I kept waiting for a cave, and then I noticed that the title is "The Cape," not "The Cave."

Critical reception:
[Written after the “Note” that serves as preface to this blog entry] J. R. Carpenter, born in 1972, is well known in the field of Electronic Literature. A poet by inclination and an artist and art critic by training, she writes about such nonfiction subjects as textile art and the history of the internet. If having a Wikipedia page is evidence of fame, then she is famous. That entry informs us that Carpenter now lives in South Devon, England. She serves as faculty for Performance Writing and Electronic literature on the In (ter)ventions: Literary Practice at the Edge program at The Banff Centre. She is a PhD researcher at Falmouth University in association with University of the Arts London.

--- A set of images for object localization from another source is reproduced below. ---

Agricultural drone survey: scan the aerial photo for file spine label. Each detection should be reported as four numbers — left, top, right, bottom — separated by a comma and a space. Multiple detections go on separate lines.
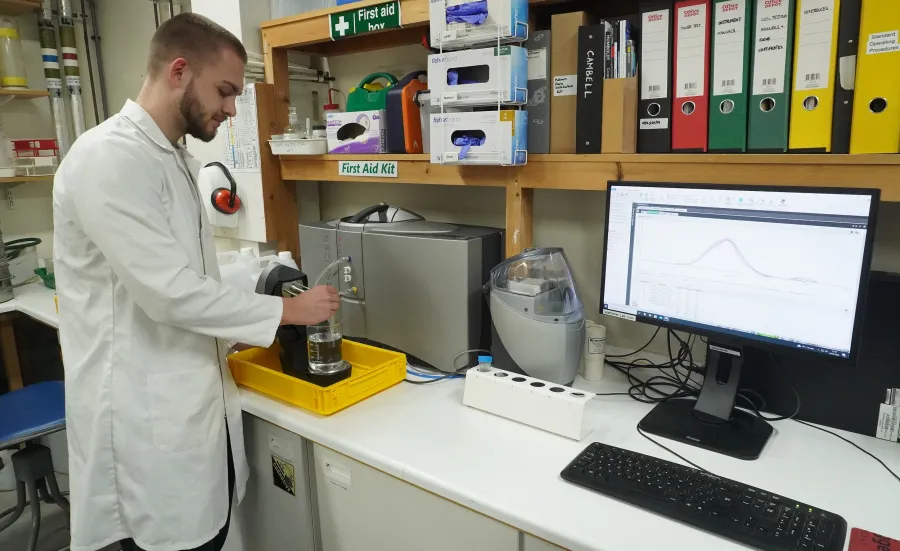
866, 30, 900, 54
713, 0, 749, 95
676, 3, 709, 98
642, 9, 671, 100
795, 0, 837, 91
752, 0, 792, 95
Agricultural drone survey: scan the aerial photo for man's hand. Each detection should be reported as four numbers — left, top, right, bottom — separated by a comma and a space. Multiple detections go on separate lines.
281, 285, 339, 326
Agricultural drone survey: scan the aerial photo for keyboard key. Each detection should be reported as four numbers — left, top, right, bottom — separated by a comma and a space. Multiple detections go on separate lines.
757, 526, 770, 538
816, 520, 834, 550
764, 505, 779, 518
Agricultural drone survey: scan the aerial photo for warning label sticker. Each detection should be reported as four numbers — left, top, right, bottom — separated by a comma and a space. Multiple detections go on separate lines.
272, 455, 296, 496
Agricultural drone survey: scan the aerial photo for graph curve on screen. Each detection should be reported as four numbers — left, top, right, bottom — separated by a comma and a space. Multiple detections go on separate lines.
651, 238, 819, 284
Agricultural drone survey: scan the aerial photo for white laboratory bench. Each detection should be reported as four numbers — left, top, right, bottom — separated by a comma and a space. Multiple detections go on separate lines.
241, 361, 900, 551
0, 282, 59, 329
4, 287, 895, 550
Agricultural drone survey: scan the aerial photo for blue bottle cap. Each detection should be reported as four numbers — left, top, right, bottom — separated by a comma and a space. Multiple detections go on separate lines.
477, 355, 493, 364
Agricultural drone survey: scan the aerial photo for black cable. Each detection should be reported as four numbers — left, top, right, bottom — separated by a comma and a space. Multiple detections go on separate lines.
637, 425, 712, 474
607, 331, 899, 487
793, 419, 900, 484
757, 353, 801, 421
606, 328, 661, 358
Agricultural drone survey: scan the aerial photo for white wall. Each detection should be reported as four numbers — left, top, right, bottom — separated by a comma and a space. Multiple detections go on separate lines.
6, 3, 900, 355
299, 44, 900, 355
1, 7, 101, 258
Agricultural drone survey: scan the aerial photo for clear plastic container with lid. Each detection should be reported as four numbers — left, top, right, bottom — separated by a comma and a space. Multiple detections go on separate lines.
488, 247, 582, 321
0, 18, 27, 89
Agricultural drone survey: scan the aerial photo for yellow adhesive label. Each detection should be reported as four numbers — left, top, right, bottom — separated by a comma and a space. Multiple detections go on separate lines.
500, 110, 515, 134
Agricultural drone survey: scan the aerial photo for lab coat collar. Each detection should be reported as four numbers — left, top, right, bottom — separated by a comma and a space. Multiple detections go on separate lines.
120, 99, 182, 153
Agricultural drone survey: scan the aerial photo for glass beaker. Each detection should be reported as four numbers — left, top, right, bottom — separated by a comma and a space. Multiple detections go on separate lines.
307, 318, 344, 374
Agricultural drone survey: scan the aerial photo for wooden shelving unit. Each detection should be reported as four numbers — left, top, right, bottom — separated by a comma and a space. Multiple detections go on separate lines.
0, 175, 53, 184
261, 0, 900, 257
0, 0, 42, 16
0, 89, 49, 100
280, 154, 900, 198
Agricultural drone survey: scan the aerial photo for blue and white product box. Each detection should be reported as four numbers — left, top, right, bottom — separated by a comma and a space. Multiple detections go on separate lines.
326, 110, 387, 154
431, 0, 528, 49
429, 45, 528, 108
430, 110, 527, 165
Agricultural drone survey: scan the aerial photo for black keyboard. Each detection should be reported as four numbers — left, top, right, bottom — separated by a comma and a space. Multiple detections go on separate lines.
561, 442, 847, 551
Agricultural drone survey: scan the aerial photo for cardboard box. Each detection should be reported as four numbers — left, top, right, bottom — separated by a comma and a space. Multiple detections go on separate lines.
601, 77, 638, 153
431, 0, 528, 50
551, 11, 589, 153
430, 110, 528, 165
525, 30, 551, 154
326, 110, 387, 154
429, 45, 528, 108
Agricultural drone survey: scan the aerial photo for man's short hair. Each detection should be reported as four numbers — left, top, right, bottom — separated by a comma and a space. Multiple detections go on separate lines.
147, 13, 247, 76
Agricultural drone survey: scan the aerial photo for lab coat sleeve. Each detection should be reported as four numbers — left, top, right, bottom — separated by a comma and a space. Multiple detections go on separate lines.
65, 141, 283, 347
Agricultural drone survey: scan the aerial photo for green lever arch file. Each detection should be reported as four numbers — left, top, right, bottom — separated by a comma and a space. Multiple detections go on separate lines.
709, 0, 755, 152
747, 0, 796, 152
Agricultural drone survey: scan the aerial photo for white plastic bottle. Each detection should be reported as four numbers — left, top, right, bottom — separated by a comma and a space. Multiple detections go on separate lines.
582, 321, 607, 382
476, 355, 493, 372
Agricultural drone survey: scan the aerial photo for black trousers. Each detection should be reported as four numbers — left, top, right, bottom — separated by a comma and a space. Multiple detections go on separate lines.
120, 433, 235, 551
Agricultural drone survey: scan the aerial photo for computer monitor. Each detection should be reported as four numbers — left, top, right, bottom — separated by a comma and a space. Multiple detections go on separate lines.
601, 183, 879, 460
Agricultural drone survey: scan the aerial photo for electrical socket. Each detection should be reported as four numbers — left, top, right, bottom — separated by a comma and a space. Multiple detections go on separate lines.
6, 189, 13, 210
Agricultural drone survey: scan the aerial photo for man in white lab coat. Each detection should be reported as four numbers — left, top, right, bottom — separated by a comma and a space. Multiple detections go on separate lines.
52, 14, 337, 551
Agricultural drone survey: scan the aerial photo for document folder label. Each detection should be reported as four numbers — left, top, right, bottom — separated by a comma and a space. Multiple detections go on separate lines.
640, 118, 670, 128
642, 9, 671, 100
676, 3, 709, 98
752, 0, 791, 95
554, 74, 578, 96
713, 0, 749, 95
795, 0, 837, 91
866, 30, 900, 54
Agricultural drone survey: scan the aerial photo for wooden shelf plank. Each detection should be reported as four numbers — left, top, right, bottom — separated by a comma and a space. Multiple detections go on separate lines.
0, 89, 50, 100
262, 0, 558, 54
280, 154, 900, 200
0, 175, 54, 184
281, 155, 508, 186
0, 0, 41, 16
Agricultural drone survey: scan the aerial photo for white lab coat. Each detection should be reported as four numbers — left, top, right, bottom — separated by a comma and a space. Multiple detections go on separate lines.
53, 100, 283, 551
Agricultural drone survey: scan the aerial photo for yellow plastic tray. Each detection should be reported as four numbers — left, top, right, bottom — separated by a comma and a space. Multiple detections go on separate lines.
228, 339, 406, 415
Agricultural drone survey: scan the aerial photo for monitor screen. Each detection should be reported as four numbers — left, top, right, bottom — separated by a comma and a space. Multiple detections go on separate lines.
601, 184, 878, 360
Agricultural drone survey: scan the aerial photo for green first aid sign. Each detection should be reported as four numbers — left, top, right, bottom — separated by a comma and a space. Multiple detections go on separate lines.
329, 1, 402, 40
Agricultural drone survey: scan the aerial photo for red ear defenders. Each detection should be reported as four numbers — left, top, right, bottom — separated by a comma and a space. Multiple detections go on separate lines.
206, 161, 242, 215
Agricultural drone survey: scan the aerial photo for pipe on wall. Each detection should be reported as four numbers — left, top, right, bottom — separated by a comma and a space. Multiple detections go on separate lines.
39, 0, 72, 157
58, 0, 86, 138
87, 0, 108, 120
80, 0, 99, 124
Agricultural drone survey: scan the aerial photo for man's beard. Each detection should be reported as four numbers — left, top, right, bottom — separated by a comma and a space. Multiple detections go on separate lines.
180, 83, 216, 143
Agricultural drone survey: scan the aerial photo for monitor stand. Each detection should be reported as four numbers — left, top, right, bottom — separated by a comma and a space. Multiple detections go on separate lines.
637, 341, 773, 461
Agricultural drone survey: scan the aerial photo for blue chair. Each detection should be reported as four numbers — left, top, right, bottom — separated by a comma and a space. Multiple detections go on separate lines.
0, 381, 70, 551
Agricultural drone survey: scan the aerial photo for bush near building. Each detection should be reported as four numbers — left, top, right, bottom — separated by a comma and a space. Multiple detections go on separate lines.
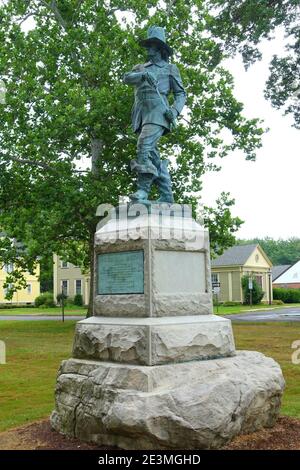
241, 275, 264, 305
74, 294, 83, 306
35, 292, 55, 308
273, 288, 300, 304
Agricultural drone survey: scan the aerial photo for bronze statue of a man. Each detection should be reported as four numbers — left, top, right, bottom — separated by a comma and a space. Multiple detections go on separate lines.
123, 26, 186, 204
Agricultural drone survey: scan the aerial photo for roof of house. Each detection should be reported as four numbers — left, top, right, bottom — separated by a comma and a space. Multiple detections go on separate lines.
272, 265, 291, 282
211, 244, 259, 267
273, 260, 300, 284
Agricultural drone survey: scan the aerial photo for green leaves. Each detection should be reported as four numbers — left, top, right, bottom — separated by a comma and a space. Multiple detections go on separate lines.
0, 1, 266, 300
207, 0, 300, 127
203, 192, 244, 257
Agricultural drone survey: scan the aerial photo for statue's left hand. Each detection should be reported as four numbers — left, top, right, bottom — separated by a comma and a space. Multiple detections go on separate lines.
164, 108, 177, 123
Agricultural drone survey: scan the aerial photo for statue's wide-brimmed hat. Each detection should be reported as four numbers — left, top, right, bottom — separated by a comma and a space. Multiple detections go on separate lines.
140, 26, 173, 56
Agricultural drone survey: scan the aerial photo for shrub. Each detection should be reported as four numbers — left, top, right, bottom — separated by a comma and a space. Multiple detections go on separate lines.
44, 297, 56, 307
222, 301, 242, 307
241, 276, 264, 305
273, 288, 300, 303
272, 299, 285, 305
35, 292, 54, 307
56, 293, 68, 305
74, 294, 83, 306
0, 304, 34, 309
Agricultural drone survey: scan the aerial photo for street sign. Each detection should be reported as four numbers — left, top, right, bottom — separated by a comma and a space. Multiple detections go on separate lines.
213, 286, 220, 295
248, 278, 253, 290
212, 281, 220, 288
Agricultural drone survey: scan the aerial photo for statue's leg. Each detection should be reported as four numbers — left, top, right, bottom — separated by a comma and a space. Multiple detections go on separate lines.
146, 135, 174, 203
130, 124, 165, 202
154, 159, 174, 203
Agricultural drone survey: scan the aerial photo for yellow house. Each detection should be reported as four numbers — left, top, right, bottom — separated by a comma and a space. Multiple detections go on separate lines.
53, 255, 90, 305
0, 262, 40, 304
211, 244, 273, 304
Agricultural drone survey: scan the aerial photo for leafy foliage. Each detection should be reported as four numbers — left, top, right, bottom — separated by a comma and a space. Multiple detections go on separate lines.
273, 287, 300, 303
207, 0, 300, 127
237, 238, 300, 265
34, 292, 55, 307
74, 293, 83, 306
242, 274, 264, 305
39, 256, 54, 293
0, 1, 265, 308
203, 192, 244, 257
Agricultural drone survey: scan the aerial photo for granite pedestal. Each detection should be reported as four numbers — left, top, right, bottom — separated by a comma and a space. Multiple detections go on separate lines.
51, 203, 285, 449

Among the few critical examinations of her work is Leonardo Flores in “I love poetry,” http://iloveepoetry.com/?p=366, who writes of The Cape,

The use of maps, images, video, audio, geological and scientific data, and the structure of memoir all gesture towards verisimilitude, but the Carpenter’s statement above and the story itself undermine that tendency we have towards trusting that kind of information…Can we trust the speaker?
Another critical examination (that I was unable to find through my own search, but was included by the author in her “Backstory”) is Scott Coterall’s essay published in Hunter Gatherer:

The Cape seeks to convolute fact and fiction by taking us on a user-controlled journey of fragmented narrative…[it] gracefully addresses the tension between the knowing of and mapping of place and memory by bringing together the connotative powers of fact and fiction.”
Coterall’s comment resonates with me; I agree with him.

Research reveals the backstory behind “The Backstory” adverted to in the preface: a class, not unlike our own, at Capilano University reached out to Carpenter in anticipation of a discussion of The Cape. The professor’s blog about the class and the interactions with the author, is posted at https://culturenet.wordpress.com/tag/jr-carpenter/.

Now I have read the backstory, and am busy slapping myself on the back (no pun intended) that I picked up on the sexual aspects of The Cape.” Carpenter writes, in her essay "A brief history of the Internet as I know it so far,”

The Internet was totally textual back then. It had no interface. The joke of the day was, on the Internet no one knows you're a dog. Everyone was talking about gender politics and how, on the Internet, you could role-play and construct your own identity. At the same time that everyone was obsessed with sexuality they were all claiming disembodiment, which seemed like a contradiction, even then.

Regarding her use of black and white, Carpenter says,  “I was attracted to the black and white aesthetic of the Environmental Geologic Guide to the Cape Cod National Seashore… Although I have since made many works in colour, The Cape returns to the black and white aesthetic of those early works.”  Despite the ill-conceived attempt to “colorize” old-time back and white movies, many makers of motion pictures prefer the stark images and purity of the originals.